Copy of Loan Agreement between Company and Grant County, South Dakota,
dated June 1, 1993, related to issuance of Pollution Control Refunding
Revenue Bonds (Northwestern Public Service Company Project) Series 1993B,
is incorporated by reference to Exhibit 4(b)(3) of Registrant's report on
Form 10-Q for the quarter ending June 30, 1993, Commission File No. 0-692.

4(b)(4)

Copy of Loan Agreement between Company and City of Salix, Iowa, dated
June 1, 1993, related to issuance of Pollution Control Refunding Revenue
Bonds (Northwestern Public Service Company Project) Series 1993, is
incorporated by reference to Exhibit 4(b)(4) of Registrant's report on Form
10-Q for the quarter ending June 30, 1993, Commission File No. 0-692.

5

Opinion of counsel re legality of securities being registered.

24

Consent of Arthur Andersen & Co. (The consent of counsel to the Company is
contained in the opinion filed as Exhibit 5.)

25

Power of Attorney contained in signature page of Registration Statement.



EXHIBIT 5


May 10, 1994


Northwestern Public Service Company
33 Third Street SE
PO Box 1318
Huron, South Dakota  57350-1318

Gentlemen:

     We have acted as counsel for Northwestern Public Service Company, a
Delaware corporation (the "Company"), in connection with the proposed
issuance and sale by the Company of an additional 500,000 shares of its
Common Stock, $3.50 par value (the "Stock"), pursuant to its Automatic
Dividend Reinvestment and Stock Purchase Plan.  We understand that the
Company plans to file a Registration Statement on Form S-3 relating to the
Stock with the Securities and Exchange Commission, and to seek to make such
Registration Statement effective under the Securities Act of 1933.

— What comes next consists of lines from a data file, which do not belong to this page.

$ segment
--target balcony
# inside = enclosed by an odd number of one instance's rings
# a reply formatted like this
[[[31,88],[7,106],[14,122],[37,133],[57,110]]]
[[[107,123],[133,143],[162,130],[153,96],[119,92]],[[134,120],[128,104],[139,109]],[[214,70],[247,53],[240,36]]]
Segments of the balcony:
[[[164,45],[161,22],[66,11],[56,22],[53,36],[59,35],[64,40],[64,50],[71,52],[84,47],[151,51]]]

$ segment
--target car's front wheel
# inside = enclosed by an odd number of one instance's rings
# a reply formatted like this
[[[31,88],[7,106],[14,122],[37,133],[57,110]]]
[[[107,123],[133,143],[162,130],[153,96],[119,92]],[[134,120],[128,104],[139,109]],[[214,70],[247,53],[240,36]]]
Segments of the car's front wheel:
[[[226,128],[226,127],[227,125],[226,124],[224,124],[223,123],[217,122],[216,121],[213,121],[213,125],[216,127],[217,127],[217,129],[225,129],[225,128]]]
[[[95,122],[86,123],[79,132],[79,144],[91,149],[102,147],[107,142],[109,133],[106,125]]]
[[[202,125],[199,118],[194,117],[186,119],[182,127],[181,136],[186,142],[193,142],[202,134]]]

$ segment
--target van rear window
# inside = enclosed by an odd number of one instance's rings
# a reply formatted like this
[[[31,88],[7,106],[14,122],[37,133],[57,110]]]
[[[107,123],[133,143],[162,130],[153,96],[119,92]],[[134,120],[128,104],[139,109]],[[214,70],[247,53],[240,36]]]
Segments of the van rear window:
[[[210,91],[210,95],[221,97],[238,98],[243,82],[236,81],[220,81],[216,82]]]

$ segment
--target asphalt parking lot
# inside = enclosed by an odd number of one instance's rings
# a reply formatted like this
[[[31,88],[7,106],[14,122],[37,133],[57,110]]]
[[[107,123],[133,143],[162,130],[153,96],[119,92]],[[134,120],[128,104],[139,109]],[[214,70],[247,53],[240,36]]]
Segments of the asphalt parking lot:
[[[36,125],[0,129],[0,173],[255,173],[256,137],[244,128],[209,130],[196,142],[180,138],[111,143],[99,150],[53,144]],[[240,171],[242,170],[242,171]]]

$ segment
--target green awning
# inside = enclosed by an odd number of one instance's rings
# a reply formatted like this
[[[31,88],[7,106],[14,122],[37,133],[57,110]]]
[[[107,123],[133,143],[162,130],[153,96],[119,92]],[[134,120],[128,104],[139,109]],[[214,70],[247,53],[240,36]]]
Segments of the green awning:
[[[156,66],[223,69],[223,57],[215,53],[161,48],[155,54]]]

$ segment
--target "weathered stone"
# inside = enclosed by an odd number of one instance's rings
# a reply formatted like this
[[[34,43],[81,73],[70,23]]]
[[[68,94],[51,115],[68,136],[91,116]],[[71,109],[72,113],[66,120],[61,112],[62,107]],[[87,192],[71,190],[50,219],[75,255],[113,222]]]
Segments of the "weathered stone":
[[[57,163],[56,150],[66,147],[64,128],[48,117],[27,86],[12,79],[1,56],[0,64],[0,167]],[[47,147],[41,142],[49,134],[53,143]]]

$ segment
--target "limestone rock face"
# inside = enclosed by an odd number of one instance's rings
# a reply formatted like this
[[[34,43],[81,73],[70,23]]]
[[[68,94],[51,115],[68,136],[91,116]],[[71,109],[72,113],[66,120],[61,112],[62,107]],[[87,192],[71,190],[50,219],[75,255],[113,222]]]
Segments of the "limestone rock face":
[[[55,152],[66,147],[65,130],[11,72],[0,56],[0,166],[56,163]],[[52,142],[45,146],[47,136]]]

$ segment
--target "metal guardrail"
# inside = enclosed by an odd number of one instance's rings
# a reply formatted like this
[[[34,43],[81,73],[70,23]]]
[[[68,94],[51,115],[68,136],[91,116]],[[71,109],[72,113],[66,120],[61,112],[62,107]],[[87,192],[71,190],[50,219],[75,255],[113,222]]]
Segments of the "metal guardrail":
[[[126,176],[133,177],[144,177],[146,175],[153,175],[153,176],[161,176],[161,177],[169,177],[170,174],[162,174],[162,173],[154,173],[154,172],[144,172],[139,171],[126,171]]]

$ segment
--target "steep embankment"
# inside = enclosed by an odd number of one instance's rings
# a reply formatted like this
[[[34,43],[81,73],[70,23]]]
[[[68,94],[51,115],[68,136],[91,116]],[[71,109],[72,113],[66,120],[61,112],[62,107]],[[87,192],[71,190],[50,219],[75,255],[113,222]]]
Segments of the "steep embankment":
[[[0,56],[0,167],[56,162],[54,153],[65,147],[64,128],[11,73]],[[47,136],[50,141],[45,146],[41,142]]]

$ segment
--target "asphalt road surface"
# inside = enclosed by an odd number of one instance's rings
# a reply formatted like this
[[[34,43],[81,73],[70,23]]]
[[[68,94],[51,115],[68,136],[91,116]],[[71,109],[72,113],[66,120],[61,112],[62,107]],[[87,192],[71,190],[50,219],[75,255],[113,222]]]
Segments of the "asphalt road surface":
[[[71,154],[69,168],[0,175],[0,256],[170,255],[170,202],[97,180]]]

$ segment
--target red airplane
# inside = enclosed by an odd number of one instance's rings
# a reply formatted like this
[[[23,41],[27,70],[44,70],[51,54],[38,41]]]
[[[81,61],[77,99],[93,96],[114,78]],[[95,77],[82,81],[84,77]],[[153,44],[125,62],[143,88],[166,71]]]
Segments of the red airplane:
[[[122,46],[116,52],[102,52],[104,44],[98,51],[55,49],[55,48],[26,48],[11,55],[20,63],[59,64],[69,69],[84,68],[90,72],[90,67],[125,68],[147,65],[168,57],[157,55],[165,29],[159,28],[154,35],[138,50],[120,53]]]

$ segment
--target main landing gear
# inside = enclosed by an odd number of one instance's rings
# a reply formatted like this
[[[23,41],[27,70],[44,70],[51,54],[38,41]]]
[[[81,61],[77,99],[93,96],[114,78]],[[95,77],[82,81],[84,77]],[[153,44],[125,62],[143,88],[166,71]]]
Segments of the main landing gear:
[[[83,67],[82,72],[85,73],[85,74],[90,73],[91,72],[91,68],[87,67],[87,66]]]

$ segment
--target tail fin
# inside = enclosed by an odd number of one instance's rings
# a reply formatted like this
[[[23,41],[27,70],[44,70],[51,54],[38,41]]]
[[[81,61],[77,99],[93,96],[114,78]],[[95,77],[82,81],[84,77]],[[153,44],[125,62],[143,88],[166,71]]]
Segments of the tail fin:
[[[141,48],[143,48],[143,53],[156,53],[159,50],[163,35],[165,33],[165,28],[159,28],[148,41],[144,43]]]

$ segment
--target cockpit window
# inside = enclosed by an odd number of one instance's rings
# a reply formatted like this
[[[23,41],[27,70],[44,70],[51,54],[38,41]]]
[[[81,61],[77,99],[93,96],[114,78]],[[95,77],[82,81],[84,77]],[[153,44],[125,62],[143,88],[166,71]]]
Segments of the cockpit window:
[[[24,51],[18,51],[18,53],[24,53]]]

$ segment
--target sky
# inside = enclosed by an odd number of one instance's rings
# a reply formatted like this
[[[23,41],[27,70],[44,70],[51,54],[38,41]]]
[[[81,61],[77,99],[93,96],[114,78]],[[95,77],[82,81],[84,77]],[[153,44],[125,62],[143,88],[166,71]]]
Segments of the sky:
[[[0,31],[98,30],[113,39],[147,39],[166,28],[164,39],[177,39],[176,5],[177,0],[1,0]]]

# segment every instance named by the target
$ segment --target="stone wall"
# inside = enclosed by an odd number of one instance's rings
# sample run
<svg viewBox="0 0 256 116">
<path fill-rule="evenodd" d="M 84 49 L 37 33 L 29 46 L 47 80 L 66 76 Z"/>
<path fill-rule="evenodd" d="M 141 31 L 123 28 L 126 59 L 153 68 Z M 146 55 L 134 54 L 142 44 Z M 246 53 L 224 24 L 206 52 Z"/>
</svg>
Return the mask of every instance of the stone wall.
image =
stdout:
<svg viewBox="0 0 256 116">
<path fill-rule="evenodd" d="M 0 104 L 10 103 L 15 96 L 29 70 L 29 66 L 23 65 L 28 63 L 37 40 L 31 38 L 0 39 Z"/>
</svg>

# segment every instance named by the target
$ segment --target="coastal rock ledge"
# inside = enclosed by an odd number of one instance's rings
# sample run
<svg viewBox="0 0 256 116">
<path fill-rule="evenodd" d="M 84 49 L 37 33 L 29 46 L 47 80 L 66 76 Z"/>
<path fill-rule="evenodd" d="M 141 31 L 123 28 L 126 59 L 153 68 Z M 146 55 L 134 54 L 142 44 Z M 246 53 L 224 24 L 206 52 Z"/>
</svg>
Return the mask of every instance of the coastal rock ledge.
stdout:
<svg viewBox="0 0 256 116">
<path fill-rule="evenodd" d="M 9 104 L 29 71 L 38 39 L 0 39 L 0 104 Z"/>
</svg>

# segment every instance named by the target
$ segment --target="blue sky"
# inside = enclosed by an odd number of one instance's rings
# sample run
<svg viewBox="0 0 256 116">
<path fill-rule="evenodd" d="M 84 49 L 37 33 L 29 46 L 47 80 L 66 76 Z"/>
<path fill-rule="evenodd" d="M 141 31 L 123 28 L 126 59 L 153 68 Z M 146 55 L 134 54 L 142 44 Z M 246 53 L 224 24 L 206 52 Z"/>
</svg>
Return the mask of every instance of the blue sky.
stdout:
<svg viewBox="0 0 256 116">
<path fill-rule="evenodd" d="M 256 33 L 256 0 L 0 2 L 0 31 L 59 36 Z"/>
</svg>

     We have examined such of the corporate records of the Company and have
made such inquiries and further investigations as we deemed necessary in
order to enable us to render this opinion.  Based thereon, we are of the
opinion that:

     1.  The Company is a corporation validly organized and existing under
and by virtue of the laws of the State of Delaware.

     2.  When the aforesaid Registration Statement, as the same may then be
amended, shall have become effective under the Securities Act of 1933, and
provided no stop order with respect thereto shall have been issued by the
securities Exchange Commission, and provided that the Federal Energy
Regulatory Commission ("FERC") shall have issued its order, and such order
shall remain in effect, authorizing the issuance and sale of the Stock,
then the Stock, upon the issuance and sale thereof in accordance with the
aforesaid order of the FERC and pursuant to due authorization by the Board
of Directors of the Company, in exchange for the payment therefor required
by the aforesaid Plan (which for purposes of this opinion we assume will
never be less than the $3.50 per share par value of the Stock), will be
legally and validly issued, fully paid and nonassessable.

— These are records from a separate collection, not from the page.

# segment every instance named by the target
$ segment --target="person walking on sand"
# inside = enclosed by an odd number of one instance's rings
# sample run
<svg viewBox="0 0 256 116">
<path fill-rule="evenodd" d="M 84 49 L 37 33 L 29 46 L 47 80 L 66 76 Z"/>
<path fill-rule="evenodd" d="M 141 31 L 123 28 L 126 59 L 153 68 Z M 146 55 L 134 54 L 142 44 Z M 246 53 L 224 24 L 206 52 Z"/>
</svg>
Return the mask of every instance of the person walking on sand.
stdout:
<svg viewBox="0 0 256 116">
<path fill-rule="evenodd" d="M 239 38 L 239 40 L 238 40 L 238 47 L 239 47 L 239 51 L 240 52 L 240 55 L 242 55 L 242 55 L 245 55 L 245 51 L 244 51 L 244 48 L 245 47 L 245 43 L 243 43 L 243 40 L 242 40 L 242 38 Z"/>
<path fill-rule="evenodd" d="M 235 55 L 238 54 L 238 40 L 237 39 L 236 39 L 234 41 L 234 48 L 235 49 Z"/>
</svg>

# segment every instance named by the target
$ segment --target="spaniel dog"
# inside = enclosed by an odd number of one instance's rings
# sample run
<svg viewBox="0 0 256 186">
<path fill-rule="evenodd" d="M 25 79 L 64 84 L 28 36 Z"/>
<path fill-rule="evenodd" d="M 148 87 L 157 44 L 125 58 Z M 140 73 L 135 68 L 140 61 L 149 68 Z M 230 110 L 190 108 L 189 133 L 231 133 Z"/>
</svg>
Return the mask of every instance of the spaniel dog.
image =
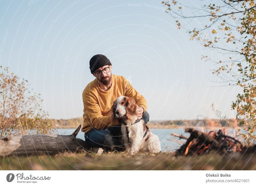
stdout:
<svg viewBox="0 0 256 186">
<path fill-rule="evenodd" d="M 153 153 L 161 150 L 159 138 L 149 130 L 143 120 L 137 120 L 138 105 L 133 98 L 119 97 L 112 106 L 112 117 L 122 121 L 122 139 L 126 150 L 133 154 L 140 150 Z"/>
</svg>

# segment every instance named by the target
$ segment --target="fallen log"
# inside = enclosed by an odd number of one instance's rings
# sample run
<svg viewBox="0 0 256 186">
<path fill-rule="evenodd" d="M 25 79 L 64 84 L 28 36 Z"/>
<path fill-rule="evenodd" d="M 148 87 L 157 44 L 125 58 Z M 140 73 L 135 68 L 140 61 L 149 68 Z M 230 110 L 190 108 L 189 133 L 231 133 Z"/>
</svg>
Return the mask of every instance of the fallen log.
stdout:
<svg viewBox="0 0 256 186">
<path fill-rule="evenodd" d="M 0 157 L 51 155 L 82 149 L 97 153 L 98 148 L 92 148 L 84 141 L 76 138 L 81 128 L 80 125 L 69 135 L 37 134 L 1 137 Z"/>
</svg>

     We hereby consent to the use of this opinion as an exhibit to said
Registration Statement of the company to be filed with the Securities and
Exchange Commission under the Securities Act of 1933, and to the reference
to us under the caption (Experts and Legal Opinions" in the Prospectus
forming a part of said Registration Statement.

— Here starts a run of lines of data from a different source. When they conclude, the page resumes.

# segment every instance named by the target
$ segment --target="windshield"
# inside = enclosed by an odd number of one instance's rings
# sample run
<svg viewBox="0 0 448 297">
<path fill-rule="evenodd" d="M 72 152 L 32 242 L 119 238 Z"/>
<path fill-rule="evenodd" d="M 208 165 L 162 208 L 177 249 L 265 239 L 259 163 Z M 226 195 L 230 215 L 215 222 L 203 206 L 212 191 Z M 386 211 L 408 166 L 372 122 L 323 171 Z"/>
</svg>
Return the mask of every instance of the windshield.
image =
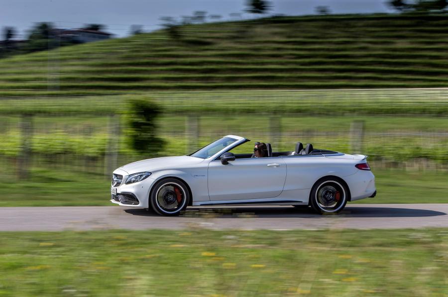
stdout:
<svg viewBox="0 0 448 297">
<path fill-rule="evenodd" d="M 223 137 L 221 139 L 219 139 L 207 146 L 204 147 L 197 152 L 193 153 L 190 156 L 201 159 L 207 159 L 212 157 L 224 147 L 237 141 L 237 139 L 230 137 Z"/>
</svg>

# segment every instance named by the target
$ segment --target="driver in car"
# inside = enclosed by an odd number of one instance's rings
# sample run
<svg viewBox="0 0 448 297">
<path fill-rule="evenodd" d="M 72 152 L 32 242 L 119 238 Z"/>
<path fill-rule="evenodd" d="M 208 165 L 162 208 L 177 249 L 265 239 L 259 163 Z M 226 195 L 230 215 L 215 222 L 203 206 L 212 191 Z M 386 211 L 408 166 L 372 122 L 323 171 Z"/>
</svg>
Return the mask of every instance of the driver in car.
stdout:
<svg viewBox="0 0 448 297">
<path fill-rule="evenodd" d="M 263 158 L 268 156 L 267 146 L 264 142 L 255 142 L 253 148 L 253 158 Z"/>
</svg>

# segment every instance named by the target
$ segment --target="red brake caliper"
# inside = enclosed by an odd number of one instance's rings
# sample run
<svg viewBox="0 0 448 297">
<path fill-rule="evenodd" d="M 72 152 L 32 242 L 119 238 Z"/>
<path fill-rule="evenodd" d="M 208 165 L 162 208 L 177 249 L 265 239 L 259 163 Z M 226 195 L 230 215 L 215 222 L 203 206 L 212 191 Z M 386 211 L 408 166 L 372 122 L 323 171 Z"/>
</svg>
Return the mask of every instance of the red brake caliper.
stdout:
<svg viewBox="0 0 448 297">
<path fill-rule="evenodd" d="M 182 200 L 182 197 L 180 194 L 180 191 L 179 191 L 179 189 L 178 189 L 177 187 L 174 187 L 174 192 L 176 192 L 176 197 L 177 198 L 177 202 L 180 203 L 181 201 Z"/>
</svg>

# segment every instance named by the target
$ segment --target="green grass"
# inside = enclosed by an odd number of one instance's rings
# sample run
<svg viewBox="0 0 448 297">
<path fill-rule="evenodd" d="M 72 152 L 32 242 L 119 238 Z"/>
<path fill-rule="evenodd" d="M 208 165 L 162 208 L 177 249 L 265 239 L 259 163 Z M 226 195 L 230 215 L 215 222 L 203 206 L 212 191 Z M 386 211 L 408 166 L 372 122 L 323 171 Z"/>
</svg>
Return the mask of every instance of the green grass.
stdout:
<svg viewBox="0 0 448 297">
<path fill-rule="evenodd" d="M 374 162 L 371 166 L 378 195 L 359 203 L 447 202 L 447 173 L 379 169 L 375 168 Z M 98 168 L 94 169 L 98 171 Z M 4 175 L 2 178 L 7 178 L 8 182 L 4 184 L 5 195 L 0 199 L 0 207 L 112 205 L 109 201 L 109 177 L 105 177 L 101 170 L 101 173 L 87 171 L 84 168 L 68 166 L 35 167 L 29 181 Z"/>
<path fill-rule="evenodd" d="M 446 229 L 1 235 L 2 296 L 448 294 Z"/>
<path fill-rule="evenodd" d="M 169 85 L 172 87 L 176 83 Z M 208 89 L 213 88 L 213 84 L 208 85 Z M 448 89 L 270 91 L 262 90 L 263 86 L 260 83 L 260 90 L 257 91 L 133 92 L 113 96 L 108 95 L 108 92 L 112 92 L 109 90 L 102 96 L 4 99 L 0 105 L 0 114 L 122 114 L 127 112 L 129 100 L 142 99 L 157 102 L 167 113 L 207 115 L 204 113 L 207 112 L 221 116 L 248 113 L 327 116 L 448 114 Z M 319 86 L 316 84 L 317 87 Z M 100 92 L 93 90 L 93 93 Z M 21 92 L 24 97 L 34 93 L 31 90 Z"/>
<path fill-rule="evenodd" d="M 445 87 L 447 25 L 445 14 L 187 25 L 176 40 L 160 30 L 0 60 L 0 96 Z"/>
</svg>

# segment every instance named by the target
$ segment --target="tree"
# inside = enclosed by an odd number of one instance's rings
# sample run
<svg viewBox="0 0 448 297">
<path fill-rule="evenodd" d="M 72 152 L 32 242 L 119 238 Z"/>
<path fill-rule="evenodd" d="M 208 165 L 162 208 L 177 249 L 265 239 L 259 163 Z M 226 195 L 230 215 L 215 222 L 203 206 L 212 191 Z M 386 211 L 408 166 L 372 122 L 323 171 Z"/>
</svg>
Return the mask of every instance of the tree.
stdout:
<svg viewBox="0 0 448 297">
<path fill-rule="evenodd" d="M 54 28 L 51 23 L 38 23 L 30 31 L 25 50 L 31 52 L 51 49 L 59 46 L 50 40 L 54 38 Z"/>
<path fill-rule="evenodd" d="M 389 2 L 389 5 L 399 11 L 404 11 L 410 8 L 410 5 L 405 1 L 405 0 L 391 0 Z"/>
<path fill-rule="evenodd" d="M 272 7 L 270 3 L 266 0 L 247 0 L 249 8 L 246 11 L 250 13 L 265 13 Z"/>
<path fill-rule="evenodd" d="M 103 31 L 106 28 L 106 26 L 101 24 L 88 24 L 83 28 L 92 31 Z"/>
<path fill-rule="evenodd" d="M 12 27 L 5 27 L 3 28 L 3 42 L 7 45 L 15 35 L 15 30 Z"/>
<path fill-rule="evenodd" d="M 316 12 L 318 14 L 330 14 L 330 10 L 328 6 L 318 6 L 316 7 Z"/>
<path fill-rule="evenodd" d="M 154 155 L 163 146 L 163 140 L 157 137 L 156 120 L 161 112 L 151 101 L 134 99 L 130 102 L 128 124 L 131 147 L 139 153 Z"/>
<path fill-rule="evenodd" d="M 448 6 L 448 0 L 390 0 L 389 5 L 400 12 L 442 12 Z"/>
<path fill-rule="evenodd" d="M 193 16 L 192 17 L 192 20 L 196 23 L 203 23 L 205 21 L 206 16 L 207 16 L 207 11 L 195 11 L 193 13 Z"/>
</svg>

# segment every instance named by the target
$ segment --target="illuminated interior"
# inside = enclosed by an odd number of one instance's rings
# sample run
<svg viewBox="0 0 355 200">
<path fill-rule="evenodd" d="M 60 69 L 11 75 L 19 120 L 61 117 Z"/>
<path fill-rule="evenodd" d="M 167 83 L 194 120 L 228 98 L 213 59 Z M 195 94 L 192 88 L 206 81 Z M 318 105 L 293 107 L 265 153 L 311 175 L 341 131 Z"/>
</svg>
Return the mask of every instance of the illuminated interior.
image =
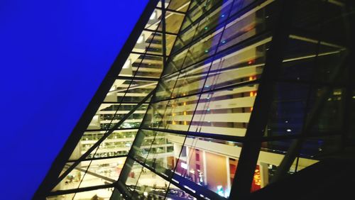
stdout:
<svg viewBox="0 0 355 200">
<path fill-rule="evenodd" d="M 347 145 L 346 5 L 285 1 L 160 1 L 47 199 L 235 199 Z"/>
</svg>

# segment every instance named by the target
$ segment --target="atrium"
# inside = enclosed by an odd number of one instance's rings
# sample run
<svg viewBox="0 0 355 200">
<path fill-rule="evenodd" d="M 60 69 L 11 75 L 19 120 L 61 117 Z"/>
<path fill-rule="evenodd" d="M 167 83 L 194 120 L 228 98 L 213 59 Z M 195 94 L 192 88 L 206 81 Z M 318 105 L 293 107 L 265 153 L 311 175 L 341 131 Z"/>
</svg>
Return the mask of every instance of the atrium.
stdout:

                              Respectfully submitted,

                              SCHIFF HARDIN & WAITE

                              By:  James M. Van Vliet, Jr.



EXHIBIT 24




                 CONSENT OF INDEPENDENT PUBLIC ACCOUNTANTS
                                     
     As independent public accountants, we hereby consent to the use of our
reports and to all references to our Firm included in or made a part of
this registration statement.


                                        ARTHUR ANDERSEN & CO.